Except I didn’t sleep. My mind just wouldn’t stop thinking. All I could focus on was that crazy peace. I was ready to go. Not that I wanted to, but that I saw no other option, and I was okay with the one that I saw. Jesus held me, all the way down.

You might be raising your hands, saying, “Wow, another Jesus story. Big deal. Miracles like that happen, it wouldn’t be the first time.” To which I would say, “Yeah, you’re right–they do.” But honestly, my own faith, though a part of my life for pretty much ever, wasn’t much of anything before that fall.

I let my life take over. Crazy schedules and workaholic-ness dominated my time. I was secretly addicted to pornography and didn’t want anyone to know. I spent no time with Jesus on my own outside of church services and the occasional sermon podcast. I wasn’t giving Him my whole heart the way I said I had, so this fall and my reaction therein didn’t have anything to do with my own faith being strong or anything like that. It sucked.

I had peace because He gave it to me.

And I learned something huge at the bottom of that waterfall:

“Whoever falls on this stone will be broken to pieces; but on whoever it falls, it will grind him to powder.” (Matthew 21:44 HCSB)

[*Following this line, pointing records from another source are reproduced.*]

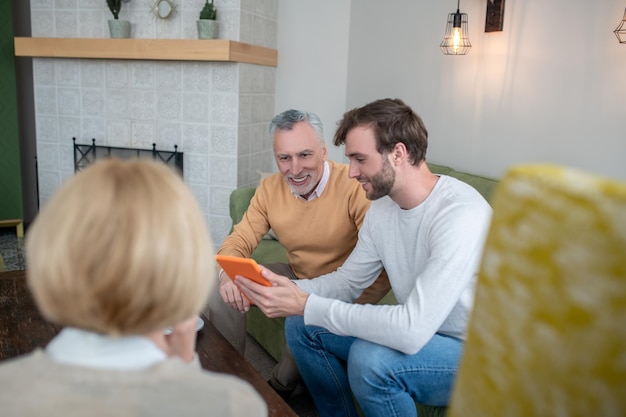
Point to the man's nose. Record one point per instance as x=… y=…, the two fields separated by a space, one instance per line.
x=296 y=166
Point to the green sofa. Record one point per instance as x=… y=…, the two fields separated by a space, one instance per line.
x=270 y=332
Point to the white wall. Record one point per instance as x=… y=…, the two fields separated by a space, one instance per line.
x=312 y=67
x=549 y=88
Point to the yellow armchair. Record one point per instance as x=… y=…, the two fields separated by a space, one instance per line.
x=547 y=336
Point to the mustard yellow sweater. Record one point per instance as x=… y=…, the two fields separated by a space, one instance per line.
x=318 y=234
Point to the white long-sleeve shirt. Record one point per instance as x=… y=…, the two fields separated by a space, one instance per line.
x=431 y=254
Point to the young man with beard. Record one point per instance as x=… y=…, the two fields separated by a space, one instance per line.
x=427 y=231
x=315 y=211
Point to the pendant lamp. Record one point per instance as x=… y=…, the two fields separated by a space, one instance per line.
x=455 y=41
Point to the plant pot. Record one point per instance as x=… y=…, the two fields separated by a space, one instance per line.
x=119 y=28
x=207 y=29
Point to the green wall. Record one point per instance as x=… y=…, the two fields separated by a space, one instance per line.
x=10 y=174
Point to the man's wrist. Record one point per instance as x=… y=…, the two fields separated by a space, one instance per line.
x=220 y=275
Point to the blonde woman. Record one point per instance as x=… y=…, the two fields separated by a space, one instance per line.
x=119 y=254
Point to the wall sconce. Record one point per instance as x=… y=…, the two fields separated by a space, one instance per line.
x=455 y=41
x=620 y=31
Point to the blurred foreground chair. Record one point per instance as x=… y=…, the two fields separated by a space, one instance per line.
x=547 y=336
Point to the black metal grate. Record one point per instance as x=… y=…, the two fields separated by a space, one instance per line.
x=87 y=154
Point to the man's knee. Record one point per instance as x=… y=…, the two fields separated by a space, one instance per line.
x=294 y=326
x=367 y=363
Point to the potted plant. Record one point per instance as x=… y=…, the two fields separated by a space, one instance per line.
x=117 y=28
x=207 y=22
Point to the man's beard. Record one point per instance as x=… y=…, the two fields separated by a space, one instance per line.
x=382 y=182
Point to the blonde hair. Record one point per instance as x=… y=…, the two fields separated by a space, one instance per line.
x=122 y=248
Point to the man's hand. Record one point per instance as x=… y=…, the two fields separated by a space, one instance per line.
x=232 y=295
x=282 y=299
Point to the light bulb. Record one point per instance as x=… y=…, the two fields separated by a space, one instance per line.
x=456 y=39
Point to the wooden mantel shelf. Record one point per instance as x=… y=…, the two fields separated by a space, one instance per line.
x=146 y=49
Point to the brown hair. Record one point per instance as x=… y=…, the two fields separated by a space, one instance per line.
x=122 y=248
x=392 y=122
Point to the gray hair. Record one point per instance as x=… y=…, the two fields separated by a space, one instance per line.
x=287 y=119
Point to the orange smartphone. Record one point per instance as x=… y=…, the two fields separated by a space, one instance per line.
x=245 y=267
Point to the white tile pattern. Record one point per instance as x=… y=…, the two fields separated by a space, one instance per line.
x=216 y=113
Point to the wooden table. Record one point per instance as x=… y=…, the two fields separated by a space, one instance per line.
x=22 y=329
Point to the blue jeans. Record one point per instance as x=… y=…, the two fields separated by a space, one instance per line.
x=384 y=381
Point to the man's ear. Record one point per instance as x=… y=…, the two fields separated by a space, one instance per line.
x=399 y=153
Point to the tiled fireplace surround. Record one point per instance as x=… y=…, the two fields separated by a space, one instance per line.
x=217 y=113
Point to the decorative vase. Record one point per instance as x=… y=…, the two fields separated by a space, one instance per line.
x=119 y=28
x=207 y=29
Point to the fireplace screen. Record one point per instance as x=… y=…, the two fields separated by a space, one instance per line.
x=86 y=154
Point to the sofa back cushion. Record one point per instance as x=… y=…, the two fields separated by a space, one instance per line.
x=484 y=185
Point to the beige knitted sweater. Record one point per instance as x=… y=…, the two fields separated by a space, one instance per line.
x=35 y=385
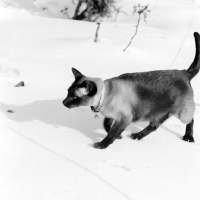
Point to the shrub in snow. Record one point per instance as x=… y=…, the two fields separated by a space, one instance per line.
x=141 y=11
x=93 y=10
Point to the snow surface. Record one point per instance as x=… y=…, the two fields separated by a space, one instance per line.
x=46 y=150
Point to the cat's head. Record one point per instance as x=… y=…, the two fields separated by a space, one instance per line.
x=84 y=91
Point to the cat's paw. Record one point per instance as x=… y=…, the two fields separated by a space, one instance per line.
x=99 y=145
x=136 y=136
x=188 y=138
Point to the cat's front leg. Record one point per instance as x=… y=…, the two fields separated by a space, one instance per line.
x=116 y=130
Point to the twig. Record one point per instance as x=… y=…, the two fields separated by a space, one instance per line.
x=137 y=26
x=96 y=34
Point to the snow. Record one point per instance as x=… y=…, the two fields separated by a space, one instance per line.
x=45 y=149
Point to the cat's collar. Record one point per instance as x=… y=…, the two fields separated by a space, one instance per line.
x=97 y=108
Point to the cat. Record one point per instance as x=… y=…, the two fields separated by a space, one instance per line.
x=151 y=96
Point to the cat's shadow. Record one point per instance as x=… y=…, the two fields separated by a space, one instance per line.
x=54 y=113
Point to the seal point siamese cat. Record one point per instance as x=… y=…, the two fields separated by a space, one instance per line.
x=152 y=96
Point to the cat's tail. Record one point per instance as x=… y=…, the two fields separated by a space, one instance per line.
x=195 y=66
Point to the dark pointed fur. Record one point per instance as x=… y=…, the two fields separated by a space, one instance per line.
x=151 y=96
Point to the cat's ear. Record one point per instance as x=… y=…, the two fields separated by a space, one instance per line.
x=90 y=87
x=76 y=73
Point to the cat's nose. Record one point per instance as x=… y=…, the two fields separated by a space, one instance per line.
x=65 y=102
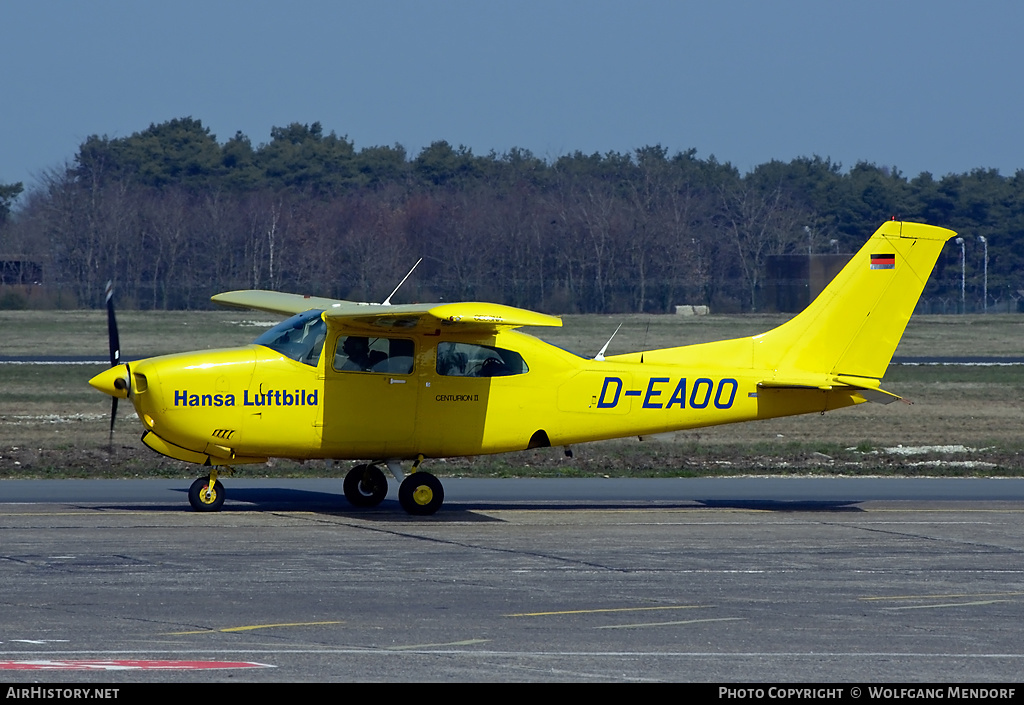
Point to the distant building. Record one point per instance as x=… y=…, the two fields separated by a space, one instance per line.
x=795 y=280
x=16 y=270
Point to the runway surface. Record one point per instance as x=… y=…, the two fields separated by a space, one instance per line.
x=767 y=580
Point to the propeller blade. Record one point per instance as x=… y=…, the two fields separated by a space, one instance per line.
x=115 y=342
x=114 y=415
x=112 y=327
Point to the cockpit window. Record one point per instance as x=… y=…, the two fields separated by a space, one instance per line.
x=300 y=337
x=361 y=354
x=468 y=360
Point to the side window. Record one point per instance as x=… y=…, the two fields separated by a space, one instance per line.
x=468 y=360
x=361 y=354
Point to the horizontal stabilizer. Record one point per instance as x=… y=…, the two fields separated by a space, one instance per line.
x=866 y=388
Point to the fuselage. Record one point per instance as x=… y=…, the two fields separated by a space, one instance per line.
x=436 y=396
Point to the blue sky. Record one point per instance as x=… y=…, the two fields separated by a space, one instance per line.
x=924 y=86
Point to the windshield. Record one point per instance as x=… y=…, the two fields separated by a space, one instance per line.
x=300 y=337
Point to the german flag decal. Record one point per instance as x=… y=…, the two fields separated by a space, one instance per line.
x=883 y=261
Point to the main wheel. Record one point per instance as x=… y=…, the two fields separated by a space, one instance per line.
x=366 y=486
x=202 y=500
x=421 y=493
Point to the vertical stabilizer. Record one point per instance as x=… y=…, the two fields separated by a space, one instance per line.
x=853 y=327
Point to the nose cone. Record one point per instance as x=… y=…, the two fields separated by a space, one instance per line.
x=113 y=381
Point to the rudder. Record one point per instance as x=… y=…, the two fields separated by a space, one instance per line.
x=853 y=327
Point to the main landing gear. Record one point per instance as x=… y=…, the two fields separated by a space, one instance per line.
x=420 y=493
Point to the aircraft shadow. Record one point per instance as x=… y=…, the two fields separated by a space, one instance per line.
x=286 y=499
x=839 y=505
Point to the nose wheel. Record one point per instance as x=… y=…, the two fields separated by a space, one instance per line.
x=207 y=494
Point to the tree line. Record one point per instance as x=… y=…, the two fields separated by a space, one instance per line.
x=174 y=216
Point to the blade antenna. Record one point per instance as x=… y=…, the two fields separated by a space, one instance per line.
x=600 y=356
x=387 y=301
x=115 y=344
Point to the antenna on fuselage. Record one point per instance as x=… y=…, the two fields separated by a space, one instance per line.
x=387 y=301
x=600 y=356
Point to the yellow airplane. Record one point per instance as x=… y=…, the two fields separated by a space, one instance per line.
x=387 y=383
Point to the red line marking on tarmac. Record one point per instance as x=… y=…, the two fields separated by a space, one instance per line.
x=129 y=664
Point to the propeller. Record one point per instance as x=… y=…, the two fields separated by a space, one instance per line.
x=115 y=342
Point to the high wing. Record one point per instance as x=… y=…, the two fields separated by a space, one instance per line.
x=273 y=301
x=468 y=317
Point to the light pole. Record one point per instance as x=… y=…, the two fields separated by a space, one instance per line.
x=960 y=241
x=985 y=280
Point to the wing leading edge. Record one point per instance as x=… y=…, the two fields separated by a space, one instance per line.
x=469 y=317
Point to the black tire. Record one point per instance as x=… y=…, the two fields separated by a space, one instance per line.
x=421 y=494
x=198 y=496
x=366 y=486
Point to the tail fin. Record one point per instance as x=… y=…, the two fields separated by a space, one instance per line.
x=851 y=330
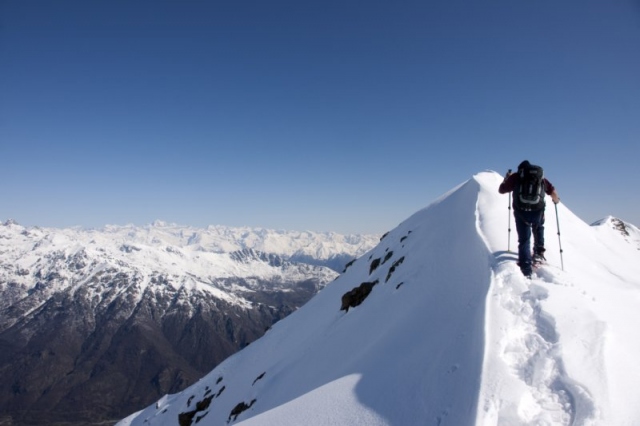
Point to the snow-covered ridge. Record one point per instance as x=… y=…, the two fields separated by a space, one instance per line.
x=215 y=259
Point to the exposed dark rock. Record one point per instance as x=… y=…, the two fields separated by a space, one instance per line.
x=185 y=419
x=258 y=378
x=393 y=267
x=356 y=296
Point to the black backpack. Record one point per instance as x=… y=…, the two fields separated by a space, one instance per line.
x=529 y=193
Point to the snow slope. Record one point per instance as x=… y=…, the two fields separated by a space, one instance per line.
x=451 y=334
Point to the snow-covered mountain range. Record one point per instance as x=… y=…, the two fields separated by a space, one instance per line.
x=97 y=323
x=437 y=326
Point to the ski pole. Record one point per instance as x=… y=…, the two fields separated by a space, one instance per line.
x=509 y=219
x=559 y=241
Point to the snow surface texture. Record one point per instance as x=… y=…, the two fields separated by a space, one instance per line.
x=196 y=259
x=452 y=333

Jesus used that fall to break me, literally, emotionally, spiritually, mentally, whatever–He literally used that cliff to make this verse come to life in my story, and I’ve got months ahead to see what that looks like.

For now, it means resting in Him–remembering His grace and goodness, His sovereignty, His blessing, and His beauty. It means thanking Him night and day for not only sparing me on that mountain but surrounding me by such incredible, beautiful, people. It means remembering every single day that no matter how much just sitting on the couch watching Friends and House of Cards can eventually suck, I’m alive, and I’m going to walk on my own again. I’m going to get use of my arm back, and I’m going to recover 100%. None of that should be what I’m typing but it is, and He is merciful.

So falling off a 30-foot cliff can teach you a lot. Mainly, how small you are. I’d do wrong if I didn’t listen to it.